I’m still not entirely sure what it was that drew me to it; The posters, knowing people who have been on CU BackPack before, just the thrill of the experience of a lifetime. But now, as the last day as an official group comes to an end, I just look back on the past five weeks and think of how proud I am, of myself and of my entire team.

We started off uncertain of so many things. We were uncertain what we’d find, how to work the cameras, exactly how intense Johnny I really was, and how this trip would stay with us. Now, with a rough cut in production, and a chance to reflect on all that’s happened, I just want to climb to the top of a mountain and shout, “LOOK AT WHAT WE DID!”

Team, we did it. We got that B-Roll, we worked those cameras, we met some amazing people, we bonded all together, and now we’ve put together a story. A story that does the culture, the stories, and the people of Bethel a great justice. And that is something we should be very proud of ourselves for.

Being in Alaska was like a different world for me.
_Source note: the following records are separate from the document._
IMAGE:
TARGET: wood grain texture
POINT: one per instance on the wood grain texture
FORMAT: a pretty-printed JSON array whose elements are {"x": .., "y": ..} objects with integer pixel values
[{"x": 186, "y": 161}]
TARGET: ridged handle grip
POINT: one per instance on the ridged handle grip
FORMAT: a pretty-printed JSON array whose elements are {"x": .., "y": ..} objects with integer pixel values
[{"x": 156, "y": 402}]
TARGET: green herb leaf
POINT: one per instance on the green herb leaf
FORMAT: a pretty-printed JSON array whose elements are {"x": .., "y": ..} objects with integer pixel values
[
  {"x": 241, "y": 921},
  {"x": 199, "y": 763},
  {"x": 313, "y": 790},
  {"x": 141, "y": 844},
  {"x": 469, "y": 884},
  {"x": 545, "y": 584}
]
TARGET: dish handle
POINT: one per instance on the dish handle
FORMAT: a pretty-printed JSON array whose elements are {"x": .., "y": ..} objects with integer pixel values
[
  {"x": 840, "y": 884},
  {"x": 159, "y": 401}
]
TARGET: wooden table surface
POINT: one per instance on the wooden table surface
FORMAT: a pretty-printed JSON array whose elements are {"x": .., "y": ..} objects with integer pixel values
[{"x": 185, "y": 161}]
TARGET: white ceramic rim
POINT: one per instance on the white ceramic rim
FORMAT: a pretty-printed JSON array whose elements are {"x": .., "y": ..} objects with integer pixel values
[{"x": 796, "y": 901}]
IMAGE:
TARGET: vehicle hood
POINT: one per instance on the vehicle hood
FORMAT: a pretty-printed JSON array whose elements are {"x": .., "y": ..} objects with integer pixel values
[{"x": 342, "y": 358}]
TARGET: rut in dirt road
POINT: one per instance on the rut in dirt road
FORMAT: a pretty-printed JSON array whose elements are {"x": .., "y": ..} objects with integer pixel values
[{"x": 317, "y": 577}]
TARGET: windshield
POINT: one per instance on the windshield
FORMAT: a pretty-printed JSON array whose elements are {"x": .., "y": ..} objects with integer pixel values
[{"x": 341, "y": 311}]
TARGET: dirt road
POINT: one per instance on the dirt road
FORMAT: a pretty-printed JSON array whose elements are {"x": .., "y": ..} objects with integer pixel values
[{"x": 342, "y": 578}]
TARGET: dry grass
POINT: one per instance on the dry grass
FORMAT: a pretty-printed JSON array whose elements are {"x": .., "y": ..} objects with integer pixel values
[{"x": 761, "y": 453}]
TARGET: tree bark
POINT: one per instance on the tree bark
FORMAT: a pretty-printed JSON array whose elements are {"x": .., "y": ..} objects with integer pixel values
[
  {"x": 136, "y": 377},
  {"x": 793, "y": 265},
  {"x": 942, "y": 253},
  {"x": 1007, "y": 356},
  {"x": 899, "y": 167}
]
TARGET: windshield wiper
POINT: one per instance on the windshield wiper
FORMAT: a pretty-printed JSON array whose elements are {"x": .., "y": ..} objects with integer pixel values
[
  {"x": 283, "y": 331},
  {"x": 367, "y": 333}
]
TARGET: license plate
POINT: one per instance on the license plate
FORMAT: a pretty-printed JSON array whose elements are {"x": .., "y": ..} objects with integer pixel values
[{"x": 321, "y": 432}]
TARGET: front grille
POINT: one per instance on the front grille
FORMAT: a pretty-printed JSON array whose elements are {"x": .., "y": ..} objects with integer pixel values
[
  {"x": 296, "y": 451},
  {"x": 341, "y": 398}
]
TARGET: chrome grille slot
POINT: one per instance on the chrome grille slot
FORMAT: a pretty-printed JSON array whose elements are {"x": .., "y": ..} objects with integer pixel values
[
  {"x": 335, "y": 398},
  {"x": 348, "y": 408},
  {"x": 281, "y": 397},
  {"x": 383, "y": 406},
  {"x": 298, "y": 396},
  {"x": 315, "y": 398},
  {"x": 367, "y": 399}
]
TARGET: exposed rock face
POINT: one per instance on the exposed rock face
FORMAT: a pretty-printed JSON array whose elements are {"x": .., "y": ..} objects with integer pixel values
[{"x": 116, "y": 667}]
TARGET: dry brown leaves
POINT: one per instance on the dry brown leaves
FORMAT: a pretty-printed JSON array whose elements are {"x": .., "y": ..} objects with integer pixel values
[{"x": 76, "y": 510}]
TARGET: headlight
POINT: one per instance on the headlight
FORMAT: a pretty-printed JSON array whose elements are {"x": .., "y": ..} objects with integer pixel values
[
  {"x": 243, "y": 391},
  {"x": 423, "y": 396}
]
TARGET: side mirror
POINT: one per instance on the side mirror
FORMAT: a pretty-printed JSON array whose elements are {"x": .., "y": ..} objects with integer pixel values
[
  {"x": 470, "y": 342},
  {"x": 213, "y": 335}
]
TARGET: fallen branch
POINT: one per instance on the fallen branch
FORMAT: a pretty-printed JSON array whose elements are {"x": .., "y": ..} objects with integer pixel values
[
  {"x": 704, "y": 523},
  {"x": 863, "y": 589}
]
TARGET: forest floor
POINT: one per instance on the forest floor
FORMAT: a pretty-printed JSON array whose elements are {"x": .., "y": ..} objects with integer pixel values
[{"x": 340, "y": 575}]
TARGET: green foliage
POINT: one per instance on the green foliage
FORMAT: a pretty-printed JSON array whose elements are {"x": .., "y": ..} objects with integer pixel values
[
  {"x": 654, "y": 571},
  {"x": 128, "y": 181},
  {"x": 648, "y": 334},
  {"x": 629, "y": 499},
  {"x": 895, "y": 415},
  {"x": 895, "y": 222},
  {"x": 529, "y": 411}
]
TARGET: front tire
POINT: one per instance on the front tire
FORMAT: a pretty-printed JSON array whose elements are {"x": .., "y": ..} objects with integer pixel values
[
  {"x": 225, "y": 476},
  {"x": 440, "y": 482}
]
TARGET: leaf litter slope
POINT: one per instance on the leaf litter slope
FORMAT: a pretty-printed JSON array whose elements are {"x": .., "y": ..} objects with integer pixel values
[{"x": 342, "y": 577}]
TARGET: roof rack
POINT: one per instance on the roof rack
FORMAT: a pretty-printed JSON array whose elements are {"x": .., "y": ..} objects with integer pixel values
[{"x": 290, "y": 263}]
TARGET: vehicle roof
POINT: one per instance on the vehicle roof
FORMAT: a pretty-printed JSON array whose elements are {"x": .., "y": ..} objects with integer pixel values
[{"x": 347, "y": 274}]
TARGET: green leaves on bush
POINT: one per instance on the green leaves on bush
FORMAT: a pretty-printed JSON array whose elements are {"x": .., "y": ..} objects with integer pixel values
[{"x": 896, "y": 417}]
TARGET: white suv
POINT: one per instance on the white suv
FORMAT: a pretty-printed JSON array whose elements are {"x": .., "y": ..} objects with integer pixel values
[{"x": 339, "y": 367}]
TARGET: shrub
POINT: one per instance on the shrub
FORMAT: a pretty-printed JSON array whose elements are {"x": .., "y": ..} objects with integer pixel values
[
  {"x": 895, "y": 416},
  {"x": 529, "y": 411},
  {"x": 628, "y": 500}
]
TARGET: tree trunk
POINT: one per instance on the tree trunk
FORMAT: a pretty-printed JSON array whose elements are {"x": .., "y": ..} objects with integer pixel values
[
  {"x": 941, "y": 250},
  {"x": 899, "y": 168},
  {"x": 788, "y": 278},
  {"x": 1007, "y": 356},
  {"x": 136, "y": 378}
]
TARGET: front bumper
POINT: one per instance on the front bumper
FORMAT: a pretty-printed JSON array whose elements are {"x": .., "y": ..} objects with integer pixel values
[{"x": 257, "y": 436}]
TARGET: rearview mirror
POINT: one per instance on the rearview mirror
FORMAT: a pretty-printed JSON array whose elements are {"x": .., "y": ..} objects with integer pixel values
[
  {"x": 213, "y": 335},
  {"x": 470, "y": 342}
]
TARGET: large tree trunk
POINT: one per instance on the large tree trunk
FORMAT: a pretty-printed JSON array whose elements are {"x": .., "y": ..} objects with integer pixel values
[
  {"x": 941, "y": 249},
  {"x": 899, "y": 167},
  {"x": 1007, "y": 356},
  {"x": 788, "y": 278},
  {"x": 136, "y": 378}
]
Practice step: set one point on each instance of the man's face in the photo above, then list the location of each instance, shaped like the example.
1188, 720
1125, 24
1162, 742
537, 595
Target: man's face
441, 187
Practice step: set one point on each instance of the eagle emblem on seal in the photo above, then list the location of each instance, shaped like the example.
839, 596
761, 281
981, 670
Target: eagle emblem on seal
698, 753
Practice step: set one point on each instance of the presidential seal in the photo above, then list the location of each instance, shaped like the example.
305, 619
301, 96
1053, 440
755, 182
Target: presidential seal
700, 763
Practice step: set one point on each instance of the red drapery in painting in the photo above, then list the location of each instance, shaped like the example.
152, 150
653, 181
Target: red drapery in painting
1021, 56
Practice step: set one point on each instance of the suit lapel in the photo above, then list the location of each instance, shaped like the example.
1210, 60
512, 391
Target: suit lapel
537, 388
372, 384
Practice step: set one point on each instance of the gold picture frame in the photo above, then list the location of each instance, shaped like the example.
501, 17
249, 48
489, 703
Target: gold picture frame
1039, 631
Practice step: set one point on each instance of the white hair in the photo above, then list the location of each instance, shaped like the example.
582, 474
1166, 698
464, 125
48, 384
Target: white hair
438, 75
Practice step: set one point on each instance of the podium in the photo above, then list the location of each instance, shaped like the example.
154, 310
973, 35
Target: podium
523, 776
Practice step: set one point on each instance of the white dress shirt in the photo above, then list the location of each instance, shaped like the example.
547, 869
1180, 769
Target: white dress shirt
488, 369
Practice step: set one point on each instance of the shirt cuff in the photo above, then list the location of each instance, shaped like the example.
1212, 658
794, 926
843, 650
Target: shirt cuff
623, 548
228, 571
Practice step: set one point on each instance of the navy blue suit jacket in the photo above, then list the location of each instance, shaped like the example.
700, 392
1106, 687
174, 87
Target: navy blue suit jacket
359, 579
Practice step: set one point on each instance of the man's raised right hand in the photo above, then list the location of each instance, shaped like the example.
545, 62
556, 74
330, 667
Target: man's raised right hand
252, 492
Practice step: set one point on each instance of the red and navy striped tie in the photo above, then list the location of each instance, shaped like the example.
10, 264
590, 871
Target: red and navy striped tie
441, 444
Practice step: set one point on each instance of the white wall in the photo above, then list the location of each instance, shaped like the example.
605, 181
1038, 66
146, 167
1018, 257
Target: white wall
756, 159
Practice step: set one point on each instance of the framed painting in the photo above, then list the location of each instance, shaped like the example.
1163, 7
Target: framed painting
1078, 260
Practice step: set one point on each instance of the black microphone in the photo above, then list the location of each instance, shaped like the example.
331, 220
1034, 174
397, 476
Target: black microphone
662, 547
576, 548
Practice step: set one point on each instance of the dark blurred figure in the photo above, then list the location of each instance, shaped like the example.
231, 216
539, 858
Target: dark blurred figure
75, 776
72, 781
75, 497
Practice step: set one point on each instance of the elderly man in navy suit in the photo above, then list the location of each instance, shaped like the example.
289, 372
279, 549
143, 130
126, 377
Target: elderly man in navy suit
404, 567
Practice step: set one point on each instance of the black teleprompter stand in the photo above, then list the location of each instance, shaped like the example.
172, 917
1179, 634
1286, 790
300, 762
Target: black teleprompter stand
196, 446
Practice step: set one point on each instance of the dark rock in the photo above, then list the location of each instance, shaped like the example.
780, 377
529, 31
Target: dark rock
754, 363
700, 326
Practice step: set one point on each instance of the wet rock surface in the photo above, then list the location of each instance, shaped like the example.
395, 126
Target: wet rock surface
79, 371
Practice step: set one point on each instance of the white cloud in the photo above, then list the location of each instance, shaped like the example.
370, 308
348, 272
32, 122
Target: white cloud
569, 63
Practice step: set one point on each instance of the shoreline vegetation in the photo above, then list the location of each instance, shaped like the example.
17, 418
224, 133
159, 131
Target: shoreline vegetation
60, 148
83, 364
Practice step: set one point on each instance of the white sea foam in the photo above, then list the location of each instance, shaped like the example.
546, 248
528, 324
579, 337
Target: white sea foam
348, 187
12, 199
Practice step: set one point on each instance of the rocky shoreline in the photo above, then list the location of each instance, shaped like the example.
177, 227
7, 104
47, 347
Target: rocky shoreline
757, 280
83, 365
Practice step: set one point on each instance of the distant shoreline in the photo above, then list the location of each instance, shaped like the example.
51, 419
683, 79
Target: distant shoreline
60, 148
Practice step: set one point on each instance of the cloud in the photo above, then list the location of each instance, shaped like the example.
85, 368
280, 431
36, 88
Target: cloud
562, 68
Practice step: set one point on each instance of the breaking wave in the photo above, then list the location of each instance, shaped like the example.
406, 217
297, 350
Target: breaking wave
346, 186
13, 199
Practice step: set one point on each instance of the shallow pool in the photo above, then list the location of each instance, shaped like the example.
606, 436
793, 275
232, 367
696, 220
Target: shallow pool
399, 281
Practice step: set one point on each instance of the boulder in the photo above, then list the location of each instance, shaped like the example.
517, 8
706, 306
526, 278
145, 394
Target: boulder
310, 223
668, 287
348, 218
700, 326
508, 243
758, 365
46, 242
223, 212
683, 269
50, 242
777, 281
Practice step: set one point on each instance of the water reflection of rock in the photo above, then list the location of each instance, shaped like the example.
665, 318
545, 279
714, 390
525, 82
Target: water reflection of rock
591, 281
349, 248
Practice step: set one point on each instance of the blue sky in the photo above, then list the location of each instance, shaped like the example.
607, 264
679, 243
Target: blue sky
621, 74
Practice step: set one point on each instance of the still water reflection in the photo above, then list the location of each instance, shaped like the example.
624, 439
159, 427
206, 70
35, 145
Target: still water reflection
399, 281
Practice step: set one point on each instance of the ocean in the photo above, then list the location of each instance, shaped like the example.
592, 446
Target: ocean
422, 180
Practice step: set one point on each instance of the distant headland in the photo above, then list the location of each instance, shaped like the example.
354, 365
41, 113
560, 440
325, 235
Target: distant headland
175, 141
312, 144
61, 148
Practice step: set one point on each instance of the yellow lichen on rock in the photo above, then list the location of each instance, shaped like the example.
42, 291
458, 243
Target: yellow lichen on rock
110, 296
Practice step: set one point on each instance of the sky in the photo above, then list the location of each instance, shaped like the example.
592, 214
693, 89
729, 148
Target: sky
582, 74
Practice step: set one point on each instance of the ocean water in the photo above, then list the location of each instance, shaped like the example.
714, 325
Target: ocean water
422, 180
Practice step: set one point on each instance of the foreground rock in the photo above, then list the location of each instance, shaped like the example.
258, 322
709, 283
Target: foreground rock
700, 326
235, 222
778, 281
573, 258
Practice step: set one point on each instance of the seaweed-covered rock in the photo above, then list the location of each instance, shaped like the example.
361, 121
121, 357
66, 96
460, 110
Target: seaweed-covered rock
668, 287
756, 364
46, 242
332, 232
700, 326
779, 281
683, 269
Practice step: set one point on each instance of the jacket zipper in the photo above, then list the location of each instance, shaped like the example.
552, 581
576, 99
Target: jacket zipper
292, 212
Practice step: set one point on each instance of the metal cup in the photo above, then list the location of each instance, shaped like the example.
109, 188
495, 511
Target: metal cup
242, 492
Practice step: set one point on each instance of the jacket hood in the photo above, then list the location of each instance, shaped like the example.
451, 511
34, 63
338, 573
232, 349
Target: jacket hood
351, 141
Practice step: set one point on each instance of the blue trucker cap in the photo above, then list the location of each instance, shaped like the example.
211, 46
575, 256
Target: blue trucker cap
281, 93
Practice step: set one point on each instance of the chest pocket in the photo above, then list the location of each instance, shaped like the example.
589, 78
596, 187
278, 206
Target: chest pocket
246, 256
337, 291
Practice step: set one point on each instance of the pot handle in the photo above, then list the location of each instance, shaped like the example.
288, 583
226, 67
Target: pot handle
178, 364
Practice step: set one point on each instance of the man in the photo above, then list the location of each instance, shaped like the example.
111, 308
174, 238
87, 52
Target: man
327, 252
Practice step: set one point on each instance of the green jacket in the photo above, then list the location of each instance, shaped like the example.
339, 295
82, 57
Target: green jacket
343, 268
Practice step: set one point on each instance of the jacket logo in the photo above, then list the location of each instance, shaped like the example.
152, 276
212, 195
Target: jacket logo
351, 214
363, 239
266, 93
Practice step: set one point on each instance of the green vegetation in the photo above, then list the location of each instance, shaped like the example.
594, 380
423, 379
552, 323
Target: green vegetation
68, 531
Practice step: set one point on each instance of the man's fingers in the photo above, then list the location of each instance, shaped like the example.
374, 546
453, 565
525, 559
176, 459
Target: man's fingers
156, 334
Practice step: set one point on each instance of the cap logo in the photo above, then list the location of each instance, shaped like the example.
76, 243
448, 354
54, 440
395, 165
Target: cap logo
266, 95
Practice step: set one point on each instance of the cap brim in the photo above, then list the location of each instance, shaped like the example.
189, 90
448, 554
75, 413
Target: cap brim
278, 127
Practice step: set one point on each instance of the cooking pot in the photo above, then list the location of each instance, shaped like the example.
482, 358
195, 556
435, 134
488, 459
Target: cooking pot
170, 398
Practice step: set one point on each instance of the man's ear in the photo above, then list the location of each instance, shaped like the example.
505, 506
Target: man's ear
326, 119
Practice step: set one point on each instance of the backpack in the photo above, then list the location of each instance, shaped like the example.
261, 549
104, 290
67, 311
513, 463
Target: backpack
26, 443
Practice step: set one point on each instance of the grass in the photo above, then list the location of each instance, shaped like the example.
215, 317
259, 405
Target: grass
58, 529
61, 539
I was able to put my phone away, and ignore the comfortable world that I’m accustomed too, and experience the real, raw, harsh, and yet absolutely beautiful world for an entire two weeks.

We were given the opportunity to step into someone’s life, and learn from both the good and the bad. So while we were there for the greater purpose of making our documentary, we were also there to learn.

So to answer the question: What is one thing you can do differently based on what you learned? I would say, Live with an awareness

John and Carol summed it up perfectly today as we wrapped things up; something chose us to participate in this experience, and therefore we are both blessed and given the responsibility to act based on what we witnessed and learned.

To live with an awareness comes in parts: to cherish, to expand, and to preserve.

Cherish the things we’ve been given, whether that means in life, relationships, the environment, and things we’ve learned. Seeing the importance these types of aspects play in our lives is crucial. Expand then means to share what we learn with others. Keep the conversation going. That then can lead to more knowledge, discussion, and sharing. Finally, preserve what we know, have, and share. Work towards making a difference.

While my lesson may be vague, the things I learned and experiences I had are far from it. I truly hope I can go forward from this point with a sense of certainty that I learned something and acted with that new knowledge.

Either way though, I do know for certain that this experience will never leave me. Thank you so much to Tim, Carol, and John, for working with us, and allowing us to be a part of your incredible mission. And thanks to my people, all of y’all. I have absolutely loved working with you all; we couldn’t have gotten a better team!!